У Бори мигрень. Неприятное ощущение во рту. Какая-то слабость. Если бы можно было рассказать Вере, поговорить с ней, но нет, об этом с ней нельзя. Кто-то стучится в дверь.

— Войдите.

Вбегает Вера.

— У меня Ксения Эразмовна. Боби, выходи. Нечего перед зеркалом вертеться, и так хорошо.

В Вериной комнате, убранной по ее вкусу, очень уютной, но без лишних вещей, как-то особенно приятно. Ксения Эразмовна в кресле, у письменного стола.

— Здравствуйте, философ.

— Почему она меня называет философом? Это, вероятно, после того ужасного вечера, когда я так позорно провалил роль кавалера длинношеей девицы.

— Да, я больше дома. Теперь занимаюсь усиленно, весной экзамены.

— Ах, да, вы знаете, что сердце вы покорили.

— Я?

— Эдуарда Францевича. Он в восторге от вас, так расхваливал. Что же вы молчите? Отчего вы ваших достоинств нам не откроете.

— У меня нет достоинств. Я только пикировался с Верочкой, ему должно быть понравилась эта пикировка.

— Ах, глупыш, ты поверил. Ксения Эразмовна шутит.

— Нет, я не шучу.

Вера вздрагивает.

— А мне ничего Эдуард Францевич про Борю не говорил.

— Вы встречались с Эдуардом Францевичем?

— Да, в театре.

— Ваша сестра скоро вернется?

— Да, я даже не заметил, как она ушла. Она должна быть, во всяком случае, скоро.

— Как здесь мило.

— Да, Верочка умеет как-то устраиваться. А вот моя. У меня хуже, т. е. безалабернее, но я люблю вот это окно. Когда решаешь какой-нибудь вопрос или что-нибудь неприятное, здесь так легко, смотреть на набережную (а весной должно быть еще лучше), как-то успокаиваешься.

— Ах, у вас есть вопросы «неприятные»?

— Почему же у меня не может быть? Это было бы счастливое исключение.

— Но вы так молоды.

— Ах, в молодости все бывает сильнее.

Эдуард Францевич смеется:

— Ах, это хорошо, в молодости все бывает сильнее.

— Но ведь и вы…

— Да, но… Кстати, вы были первый раз у фон Корн?

— В первый.

— Кто же вам больше всех понравился?

— Мне? (Боре хочется сказать откровенно, прямо, но он не решается.) — Не помню. Я ведь не…

— Не?

— Не помню.

— Ах, какой вы скрытный. Впрочем, это скорее плюс.

Пауза.

— Мне говорила Ксения Эразмовна, что вы меня расхваливали.

— Да, я говорил что-то в этом роде о вас и о Вере Арнольдовне.

— Когда же пройдет снег. Я хочу, чтобы за окном была вода. Вода бывает синяя, совсем синяя. Как ваш околыш.

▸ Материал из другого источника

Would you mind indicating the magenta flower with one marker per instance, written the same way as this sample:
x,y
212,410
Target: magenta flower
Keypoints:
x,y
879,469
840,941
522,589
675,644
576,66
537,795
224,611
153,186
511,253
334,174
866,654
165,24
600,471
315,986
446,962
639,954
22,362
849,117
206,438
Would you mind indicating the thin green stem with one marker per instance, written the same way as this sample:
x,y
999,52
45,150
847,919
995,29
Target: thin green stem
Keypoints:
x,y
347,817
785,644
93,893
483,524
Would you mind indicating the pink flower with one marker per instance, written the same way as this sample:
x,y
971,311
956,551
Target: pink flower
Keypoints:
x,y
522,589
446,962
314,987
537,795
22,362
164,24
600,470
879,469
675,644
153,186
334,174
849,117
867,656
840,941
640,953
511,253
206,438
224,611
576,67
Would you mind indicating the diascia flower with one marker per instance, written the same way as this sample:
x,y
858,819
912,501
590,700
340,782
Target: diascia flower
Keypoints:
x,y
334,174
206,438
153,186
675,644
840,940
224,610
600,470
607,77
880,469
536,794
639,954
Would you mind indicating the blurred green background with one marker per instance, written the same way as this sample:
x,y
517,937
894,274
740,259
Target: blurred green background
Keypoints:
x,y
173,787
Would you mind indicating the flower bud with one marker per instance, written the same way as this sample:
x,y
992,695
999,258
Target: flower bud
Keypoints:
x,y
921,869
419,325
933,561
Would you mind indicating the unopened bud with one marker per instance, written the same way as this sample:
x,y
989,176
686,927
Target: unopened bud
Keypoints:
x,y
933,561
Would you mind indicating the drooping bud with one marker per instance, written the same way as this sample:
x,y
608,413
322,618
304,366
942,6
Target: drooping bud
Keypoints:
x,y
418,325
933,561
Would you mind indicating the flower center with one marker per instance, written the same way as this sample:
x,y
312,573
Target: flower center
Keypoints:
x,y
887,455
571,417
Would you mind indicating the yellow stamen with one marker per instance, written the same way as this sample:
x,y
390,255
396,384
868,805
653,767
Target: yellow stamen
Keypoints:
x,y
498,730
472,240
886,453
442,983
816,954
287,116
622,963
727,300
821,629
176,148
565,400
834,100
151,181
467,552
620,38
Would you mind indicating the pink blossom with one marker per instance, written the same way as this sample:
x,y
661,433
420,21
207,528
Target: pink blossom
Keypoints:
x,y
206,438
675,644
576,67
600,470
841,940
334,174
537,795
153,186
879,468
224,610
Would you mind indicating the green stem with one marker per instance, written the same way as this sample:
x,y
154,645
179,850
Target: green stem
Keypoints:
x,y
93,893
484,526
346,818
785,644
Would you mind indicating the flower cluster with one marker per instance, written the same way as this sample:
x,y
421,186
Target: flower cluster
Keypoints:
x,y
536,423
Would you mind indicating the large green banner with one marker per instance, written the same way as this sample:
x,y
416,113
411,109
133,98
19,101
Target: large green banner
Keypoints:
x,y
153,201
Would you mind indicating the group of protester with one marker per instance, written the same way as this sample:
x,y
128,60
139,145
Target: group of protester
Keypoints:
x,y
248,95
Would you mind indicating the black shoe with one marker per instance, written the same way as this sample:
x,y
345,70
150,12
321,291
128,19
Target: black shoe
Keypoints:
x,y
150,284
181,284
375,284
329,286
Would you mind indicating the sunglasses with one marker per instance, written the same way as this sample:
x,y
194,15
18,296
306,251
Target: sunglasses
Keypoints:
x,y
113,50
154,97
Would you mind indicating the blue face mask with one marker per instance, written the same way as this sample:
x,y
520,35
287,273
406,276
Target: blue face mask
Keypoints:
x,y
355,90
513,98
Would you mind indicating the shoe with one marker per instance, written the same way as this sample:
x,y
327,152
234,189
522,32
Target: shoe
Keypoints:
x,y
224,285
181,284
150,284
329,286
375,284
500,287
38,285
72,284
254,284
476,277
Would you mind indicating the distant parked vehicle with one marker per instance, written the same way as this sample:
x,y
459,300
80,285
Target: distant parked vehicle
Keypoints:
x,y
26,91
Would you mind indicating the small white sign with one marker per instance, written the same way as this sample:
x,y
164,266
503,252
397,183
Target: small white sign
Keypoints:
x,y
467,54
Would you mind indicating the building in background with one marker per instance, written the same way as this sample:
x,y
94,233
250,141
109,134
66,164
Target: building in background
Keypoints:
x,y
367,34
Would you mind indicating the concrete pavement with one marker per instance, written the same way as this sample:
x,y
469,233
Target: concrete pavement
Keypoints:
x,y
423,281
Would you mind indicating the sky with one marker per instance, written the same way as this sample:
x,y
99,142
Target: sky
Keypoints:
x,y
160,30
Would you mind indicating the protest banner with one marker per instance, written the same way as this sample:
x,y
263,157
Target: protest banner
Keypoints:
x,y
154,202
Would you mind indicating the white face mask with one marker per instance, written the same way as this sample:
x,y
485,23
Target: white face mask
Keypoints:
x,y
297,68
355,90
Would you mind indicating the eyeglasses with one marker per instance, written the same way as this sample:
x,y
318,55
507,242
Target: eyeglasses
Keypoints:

— И ваш. У вас тоже синий, только светлее.

— Ах, приятный сюрприз, я очень рада. Вы давно?

— Нет, не особенно, вот ваш брат меня занимал…

— Вера в черной шляпе, с муфтой. На ней, как вата, хлопья белого снега.

— Ах, холодно, холодно, несносно холодно. Садитесь. Отчего вы стоите, хотите чаю? Боби распорядись. Почему вы так рано? Ведь вы знали, что я буду не раньше трех.

— Вы были все время дома.

— Не все время, как видите. Или это нарочно. Что за идея? Ах, мне все равно.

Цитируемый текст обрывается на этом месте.